Arc Publications
- Founded: 1969
- Founder: Tony Ward
- Country of origin: United Kingdom
- Headquarters location: Todmorden, Lancashire
- Publication types: Poetry
- Official website: www.arcpublications.co.uk

= Arc Publications =

Arc Publications, also known as Arc, is an independent publishing house in the UK, publishing contemporary poetry from new and established writers from the UK and abroad, specialising in the work of international poets writing in English and the work of overseas poets in translation.

Arc publishes up to 16 new books of poetry every year.

== Origins ==
Arc Publications began its life when Tony Ward took over the reins in 1969. Until then, it had been run by a writers' collective based in the Medway Towns and had little in terms of literary production.
Tony Ward started then printing pamphlets and poetry collections by new poets writing in English, and in 1974 associated with the Arvon Foundation, moving to Todmorden.

Arc left its Arvon base in Hebden Bridge and became independent not only in publishing but also printing its own titles as well as providing printing services for Anvil Press, Galloping Dog Press, Ferry Press, Spectacular Diseases and Trigram Press in the Lancashire/Yorkshire border town of Todmorden. The reasoning behind the choice of publications was to produce "what was important to poetry", despite personal choices or reception or their marketability.

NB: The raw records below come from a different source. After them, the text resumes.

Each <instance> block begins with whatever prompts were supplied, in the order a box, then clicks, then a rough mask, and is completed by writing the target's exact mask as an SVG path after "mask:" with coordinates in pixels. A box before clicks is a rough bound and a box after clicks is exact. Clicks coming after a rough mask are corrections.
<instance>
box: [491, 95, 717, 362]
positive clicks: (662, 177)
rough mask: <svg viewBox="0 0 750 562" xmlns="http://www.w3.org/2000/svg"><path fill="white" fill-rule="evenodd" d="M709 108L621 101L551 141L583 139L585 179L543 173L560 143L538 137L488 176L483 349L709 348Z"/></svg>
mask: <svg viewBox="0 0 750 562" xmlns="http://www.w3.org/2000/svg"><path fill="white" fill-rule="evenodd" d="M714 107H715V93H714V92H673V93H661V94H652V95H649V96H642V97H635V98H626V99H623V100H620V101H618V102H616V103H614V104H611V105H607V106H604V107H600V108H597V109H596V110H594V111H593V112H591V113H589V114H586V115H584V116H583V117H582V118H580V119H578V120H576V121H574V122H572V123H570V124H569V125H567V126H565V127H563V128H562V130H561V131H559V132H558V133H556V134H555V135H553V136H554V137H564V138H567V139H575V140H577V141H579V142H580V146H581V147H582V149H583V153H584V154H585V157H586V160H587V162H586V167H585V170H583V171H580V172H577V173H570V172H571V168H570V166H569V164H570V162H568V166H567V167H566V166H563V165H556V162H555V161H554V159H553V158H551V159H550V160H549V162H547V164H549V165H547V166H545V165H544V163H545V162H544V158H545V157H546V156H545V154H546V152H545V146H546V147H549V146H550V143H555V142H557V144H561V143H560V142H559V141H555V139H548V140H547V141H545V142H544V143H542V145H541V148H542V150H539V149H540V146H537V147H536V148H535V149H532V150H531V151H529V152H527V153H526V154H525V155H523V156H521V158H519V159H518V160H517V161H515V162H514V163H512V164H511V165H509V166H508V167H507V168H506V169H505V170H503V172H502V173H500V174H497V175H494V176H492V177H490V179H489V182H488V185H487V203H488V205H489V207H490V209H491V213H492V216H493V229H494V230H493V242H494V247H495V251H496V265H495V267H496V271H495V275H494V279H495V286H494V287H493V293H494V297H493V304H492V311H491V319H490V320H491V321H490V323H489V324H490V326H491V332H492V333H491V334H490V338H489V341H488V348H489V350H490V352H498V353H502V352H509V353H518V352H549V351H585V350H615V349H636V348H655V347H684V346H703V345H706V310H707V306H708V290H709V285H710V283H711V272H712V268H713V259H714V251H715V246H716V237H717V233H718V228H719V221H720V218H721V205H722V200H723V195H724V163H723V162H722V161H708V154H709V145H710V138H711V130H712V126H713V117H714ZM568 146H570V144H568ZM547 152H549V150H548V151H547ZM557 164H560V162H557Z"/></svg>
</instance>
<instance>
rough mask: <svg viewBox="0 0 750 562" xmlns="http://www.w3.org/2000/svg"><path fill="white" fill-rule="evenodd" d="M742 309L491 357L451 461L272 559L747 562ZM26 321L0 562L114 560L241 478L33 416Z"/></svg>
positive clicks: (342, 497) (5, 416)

In 1993, Tony Ward built a new editorial board, reviving the press. The new co-editors were Michael Hulse and David Morley, who re-launched the press to include both a UK and an International series of poetry in English.

In 1994, Angela Jarman joined the board, bringing with her the creation of Arc Music in 1998, with pre-press and marketing duties.

In 1995, Jean Boase-Beier was appointed editor of the Translation series, publishing contemporary and past poetry from around the world in English translation, with sub-series including Visible Poets and Classics.

In 1998, Michael Hulse left Arc, and John Kinsella replaced him in supervising the International series.

In 2001, David Morley's duties were taken up by Jo Shapcott, who worked with Arc until 2006, when John W Clarke was appointed as editor of the UK series.

==Arc Publications today==

Arc currently publishes around 16 titles a year, with series including International, Music, Translation, and UK & Ireland.

Arc participated in the Poetry Parnassus project (part of the London 2012 Cultural Olympiad) with 19 of its poets in the UK to read. The launch event featured Simon Armitage, and three Arc poets - Kristiina Ehin, Zeyar Lynn and Alvin Pang.

==Awards and prizes==
Arc have received a number of significant recognitions in recent years, including:
- Shortlisted for the 2010 (Susan Wicks) and 2011 (Philip Mosley) Griffin Poetry Prize.
- Shortlisted twice for the 2010 Oxford-Weidenfeld Translation Prize.
- Poetry Book Society Recommended Translations in 2008, 2010, 2011 and 2012, plus a special commendation.
- The 2010 Scott Moncrieff Prize for Susan Wicks' translation of Valérie Rouzeau's Pas Revoir (Cold Spring in Winter).
- A listing in "Best Poetry Books of 2010" in the online magazine of The New York Times for a translation from the Estonian.
- Simon Armitage's choice of an Arc title for The Guardian′s "Best Books of 2011".
- Shortlisted for the 2012 Russian Rossica Prize with Pro Eto – That’s What by Mayakovsky, translated by Larisa Gureye and George Hyde.

==Location==
Arc publications was originally located in Gillingham, Kent.
Since 1986 it operates from Nanholme Mill, between Hebden Bridge and Todmorden, on the border of Lancashire and Yorkshire.